Catholique pratiquante, d’une « foi profonde » selon Claire Brisset, la juriste connaît les failles intimes de l’Eglise, de par son engagement de longue date chez les Scouts et Guides de France, dont elle a été vice-présidente. Elle a rejoint leurs rangs dès son adolescence en Bourgogne puis siégé au sein d’un comité éthique de l’organisation, notamment chargé des questions de violences sexuelles. Une expérience qui en fait aujourd’hui un tiers de confiance entre la hiérarchie catholique et les victimes.

« Depuis l’affaire Preynat en particulier, il n’y a pas un mois où je ne reçois pas de confidence de personnes victimes dans l’Eglise. Si je m’engage dans cette mission, c’est d’abord et avant tout pour elles », a-t-elle dit lundi au quotidien catholique La Croix.

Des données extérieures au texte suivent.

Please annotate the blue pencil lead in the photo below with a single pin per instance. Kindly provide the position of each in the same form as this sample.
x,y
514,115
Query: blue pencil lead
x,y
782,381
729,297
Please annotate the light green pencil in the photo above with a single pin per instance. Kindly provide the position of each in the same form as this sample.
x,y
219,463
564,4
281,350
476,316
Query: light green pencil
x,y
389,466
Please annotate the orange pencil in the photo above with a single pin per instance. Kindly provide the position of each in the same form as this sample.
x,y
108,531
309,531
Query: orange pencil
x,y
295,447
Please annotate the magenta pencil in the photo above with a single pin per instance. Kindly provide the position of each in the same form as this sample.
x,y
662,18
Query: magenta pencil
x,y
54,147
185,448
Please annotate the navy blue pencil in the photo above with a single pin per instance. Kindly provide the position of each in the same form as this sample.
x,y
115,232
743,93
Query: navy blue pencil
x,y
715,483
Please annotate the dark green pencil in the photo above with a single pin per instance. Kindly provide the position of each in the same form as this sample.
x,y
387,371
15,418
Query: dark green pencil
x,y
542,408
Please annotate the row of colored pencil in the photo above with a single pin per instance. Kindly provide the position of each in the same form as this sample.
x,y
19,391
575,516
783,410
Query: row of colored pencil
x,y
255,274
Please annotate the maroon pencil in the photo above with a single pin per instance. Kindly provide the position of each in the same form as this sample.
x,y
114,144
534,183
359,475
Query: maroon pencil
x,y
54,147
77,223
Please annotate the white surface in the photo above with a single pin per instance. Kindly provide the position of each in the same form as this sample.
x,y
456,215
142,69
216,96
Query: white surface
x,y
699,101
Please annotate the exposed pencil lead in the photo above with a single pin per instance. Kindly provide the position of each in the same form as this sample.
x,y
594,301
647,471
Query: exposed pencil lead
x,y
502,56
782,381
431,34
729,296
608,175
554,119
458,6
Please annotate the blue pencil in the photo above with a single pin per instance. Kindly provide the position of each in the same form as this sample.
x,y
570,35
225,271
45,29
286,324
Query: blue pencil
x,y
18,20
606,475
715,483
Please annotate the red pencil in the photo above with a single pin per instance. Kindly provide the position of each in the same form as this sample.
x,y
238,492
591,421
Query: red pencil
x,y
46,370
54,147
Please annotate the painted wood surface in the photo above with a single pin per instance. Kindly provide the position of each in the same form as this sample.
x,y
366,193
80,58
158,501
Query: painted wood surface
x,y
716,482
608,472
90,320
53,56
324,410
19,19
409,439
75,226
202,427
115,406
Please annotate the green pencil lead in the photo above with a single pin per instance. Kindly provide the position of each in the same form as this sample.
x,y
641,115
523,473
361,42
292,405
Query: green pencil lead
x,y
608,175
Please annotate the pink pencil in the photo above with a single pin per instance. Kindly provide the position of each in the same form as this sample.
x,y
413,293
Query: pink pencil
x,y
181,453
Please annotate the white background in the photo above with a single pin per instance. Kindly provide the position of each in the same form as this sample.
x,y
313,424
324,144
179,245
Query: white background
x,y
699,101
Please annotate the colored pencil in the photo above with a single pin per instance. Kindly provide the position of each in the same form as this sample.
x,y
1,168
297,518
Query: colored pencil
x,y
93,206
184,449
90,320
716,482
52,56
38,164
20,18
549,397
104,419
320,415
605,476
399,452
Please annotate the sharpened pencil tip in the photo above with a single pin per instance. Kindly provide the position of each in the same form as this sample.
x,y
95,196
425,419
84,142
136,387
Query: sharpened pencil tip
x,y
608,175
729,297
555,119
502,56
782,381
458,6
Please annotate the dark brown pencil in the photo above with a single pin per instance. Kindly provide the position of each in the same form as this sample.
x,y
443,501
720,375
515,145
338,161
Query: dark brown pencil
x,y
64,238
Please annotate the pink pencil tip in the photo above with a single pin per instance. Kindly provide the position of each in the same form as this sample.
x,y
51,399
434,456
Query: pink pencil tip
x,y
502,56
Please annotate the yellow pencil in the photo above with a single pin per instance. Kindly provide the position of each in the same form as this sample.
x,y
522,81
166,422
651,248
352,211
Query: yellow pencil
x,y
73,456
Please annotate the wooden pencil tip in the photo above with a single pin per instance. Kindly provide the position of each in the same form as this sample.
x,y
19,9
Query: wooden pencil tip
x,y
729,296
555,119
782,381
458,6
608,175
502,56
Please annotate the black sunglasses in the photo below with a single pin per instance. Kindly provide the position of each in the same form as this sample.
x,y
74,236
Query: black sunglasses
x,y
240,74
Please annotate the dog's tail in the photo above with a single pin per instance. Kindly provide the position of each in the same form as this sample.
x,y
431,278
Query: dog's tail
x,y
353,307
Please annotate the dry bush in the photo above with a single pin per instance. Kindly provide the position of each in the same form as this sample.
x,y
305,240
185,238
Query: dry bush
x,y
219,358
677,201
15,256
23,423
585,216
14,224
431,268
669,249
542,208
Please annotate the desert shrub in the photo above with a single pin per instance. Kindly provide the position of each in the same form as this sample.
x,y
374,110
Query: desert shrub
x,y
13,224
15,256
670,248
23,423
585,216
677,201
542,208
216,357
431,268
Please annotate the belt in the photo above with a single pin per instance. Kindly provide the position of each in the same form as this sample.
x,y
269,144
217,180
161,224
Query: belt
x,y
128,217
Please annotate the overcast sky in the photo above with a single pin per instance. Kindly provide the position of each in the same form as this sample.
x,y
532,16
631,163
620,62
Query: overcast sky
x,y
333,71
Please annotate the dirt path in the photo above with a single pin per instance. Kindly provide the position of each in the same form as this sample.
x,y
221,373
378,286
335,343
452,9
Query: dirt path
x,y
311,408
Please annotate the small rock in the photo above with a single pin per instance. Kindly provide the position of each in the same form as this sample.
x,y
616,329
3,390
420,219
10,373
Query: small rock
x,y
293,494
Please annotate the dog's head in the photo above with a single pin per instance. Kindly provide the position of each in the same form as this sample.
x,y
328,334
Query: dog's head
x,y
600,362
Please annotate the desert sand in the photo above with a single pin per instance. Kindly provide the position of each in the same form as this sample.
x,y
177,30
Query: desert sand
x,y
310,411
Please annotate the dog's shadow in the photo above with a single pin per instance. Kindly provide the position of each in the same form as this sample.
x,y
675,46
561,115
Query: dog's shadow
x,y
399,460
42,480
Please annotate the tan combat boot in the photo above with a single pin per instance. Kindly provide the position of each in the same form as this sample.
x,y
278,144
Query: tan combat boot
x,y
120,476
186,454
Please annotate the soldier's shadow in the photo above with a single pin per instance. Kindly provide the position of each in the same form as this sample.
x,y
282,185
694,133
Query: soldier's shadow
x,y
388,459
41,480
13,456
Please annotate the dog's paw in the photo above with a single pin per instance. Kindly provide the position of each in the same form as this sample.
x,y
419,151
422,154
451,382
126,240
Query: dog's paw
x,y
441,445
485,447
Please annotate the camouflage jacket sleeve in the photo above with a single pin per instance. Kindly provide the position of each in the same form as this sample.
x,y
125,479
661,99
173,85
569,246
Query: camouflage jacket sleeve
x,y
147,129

Une femme « dévouée mais pas docile »

« C’est une femme avec des convictions, qui ne lâche rien. Elle sera dévouée mais pas docile, comme Jean-Marc Sauvé », le haut fonctionnaire qui a dirigé les travaux de la Ciase, estime Jean-Pierre Rosenczveig, l’ex-président du tribunal pour enfants de Bobigny, qui la côtoie professionnellement depuis plus de quinze ans. Ce magistrat à la retraite loue notamment son action comme secrétaire générale du Conseil national de la protection de l’enfance, où elle a « dénoncé les limites de la loi Schiappa de 2018 » contre les violences sexuelles sur les mineurs, qui ne considérait pas automatiquement les relations sexuelles entre un adulte et une mineure de moins de 15 ans comme un viol.

En choisissant cette fonctionnaire de l’Inspection générale de la justice, « l’Eglise montre qu’elle a entendu l’essentiel des recommandations du rapport Sauvé », estime Jean-Pierre Rosenczveig, membre de la Ciase.

Nommée à titre bénévole, Marie Derain de Vaucresson compte rapidement s’entourer de juristes, d’experts du corps médical spécialistes des abus sexuels, mais aussi de victimes. A Lourdes, les évêques ont promis qu’elle aurait « les moyens » de réaliser sa mission, qui va probablement durer plusieurs années. L’instance de réparation doit être financée par un fonds alimenté par la vente de biens immobiliers de l’Eglise, voire un emprunt si nécessaire.